Between the lines

Five key takeaways from the local elections 2022

Tories battered in London – but Labour fail to make widespread gains

The Conservatives have been hit with a triple whammy of losses in London local elections, losing Wandsworth, Westminster and Barnet councils to Labour.

Following overnight counts in more than half of the country’s councils, Tory losses are “nudging into the triple digits”, Politico’s London Playbook reported, prompting “several Conservative council leaders” to turn “their fire on Boris Johnson”.

But while “there has been a clear shift from the Tories to Labour in London”, the national picture remains “complicated”, said Sky News’s deputy political editor Sam Coates. The results so far mean Keir Starmer “still faces questions” and “it is too early to say if he is gaining enough ground in areas needed to win a general election”.


Capital gains

The result in Wandsworth “is a huge symbolic victory for Labour”, said Politico. It was “famously Margaret Thatcher’s favourite Tory council” and “has been under Conservative control for 44 years”. Winning Westminster, which “has been Tory-controlled since it was created 58 years ago”, was also “at the very upper end of Labour’s expectations”.

The outgoing Conservative leader of Wandsworth Council, Ravi Govindia, said “the issue of Boris Johnson” had lost the Conservatives votes in the area, telling the BBC: “Inevitably other events have clouded the judgement of people in Wandsworth.”

Barnet Tory leader Daniel Thomas said the result was “a warning shot from Conservative supporters”, adding: “Clearly if Labour are to get a majority in Parliament they need to win Barnet. They won the council, if they win our parliamentary constituencies as well, then it doesn’t bode well for us to form a government in future general elections.”

The victory shows Labour “continuing to improve in London”, Sky News’s Coates said, as well as indicating a “clear shift away” from the Conservatives in the capital.


Marginal growth

While Labour sources were delighted by their performance in London, the results so far suggest Keir Starmer has lost support elsewhere, a polling expert said.

John Curtice, professor of politics at the University of Strathclyde, described how Labour support “appeared to have fallen in many areas Sir Keir would need to win in a general election in order to command an overall majority”, The Telegraph said.

He told the BBC: “I think that has to be said, the Labour Party has been wanting to argue throughout the night that these local election results clearly demonstrate evidence of progress.
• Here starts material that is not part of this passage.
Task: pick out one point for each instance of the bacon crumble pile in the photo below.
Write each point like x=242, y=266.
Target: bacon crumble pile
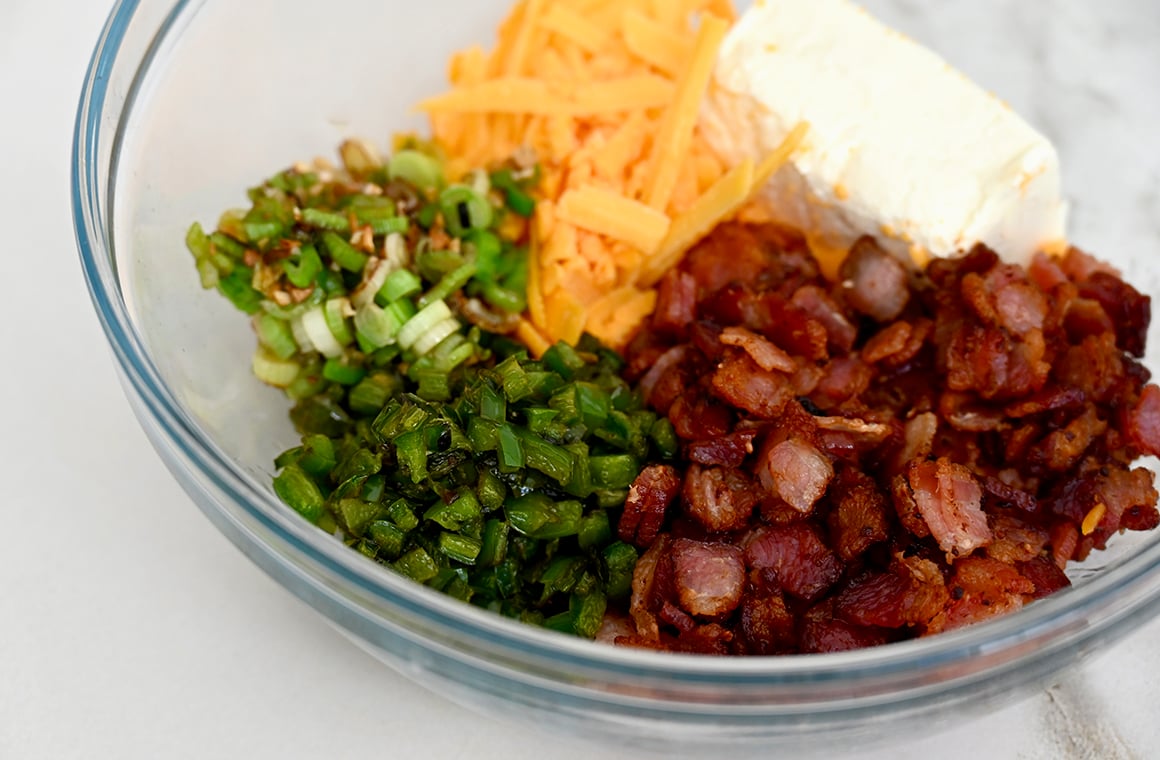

In London that is true.

“But outside of London as compared with 2018 when the seats were last contested, it looks as though Labour’s vote is actually down slightly.”

He added that the Labour vote share across the country is not “quite the degree of progress that they might have anticipated”.


Johnson’s fate

Restless Tory backbenchers had been planning to move against Johnson if the results went badly for the Conservatives, with one former cabinet minister telling The Guardian yesterday that MPs’ “phones will be humming over the weekend”. 

But the Daily Mail said that his cabinet is set to “rally round” him as a “defiant” prime minister “brushes off” his party’s losses in the capital and “rebukes” his leadership rivals.

The “results so far have not been as apocalyptic as feared and Labour has not turned in a stellar performance”, the paper reported, prompting his closest allies to “hit the airwaves to argue he should stay on as PM”.


Lib Dem bounce

It was a good night for the Liberal Democrats, who “increased support in all four regions of England”, according to analysis carried out for Sky News. 

Deputy political editor Sam Coates said that “winning Hull from Labour, securing gains from the Tories in Merton and depriving the Tories of a majority in David Cameron’s backyard of West Oxfordshire” all spelled a successful election outing for the opposition party.


Confusing picture

With Labour claiming success and the Tories downplaying their losses, it is difficult to unpick the spin from the truth of the election results.

A Tory source summed up the confusion, telling Politico it was a “difficult night” for his party due to their losses in the capital, but adding: “Outside London, this is now looking like a bad night for Labour across the rest of the country. 

“They have gone backwards in places like Sunderland, Tyneside, Hartlepool, Nuneaton, Sandwell and Amber Valley, showing they are seriously underperforming in former Labour heartlands which they need to regain.”

The “picture is messy”, said Sky News’s Coates. There were “symbolic wins for Labour, but lots of areas where they still face questions”. As the results stand, “neither main party is unambiguously the winner”, he added.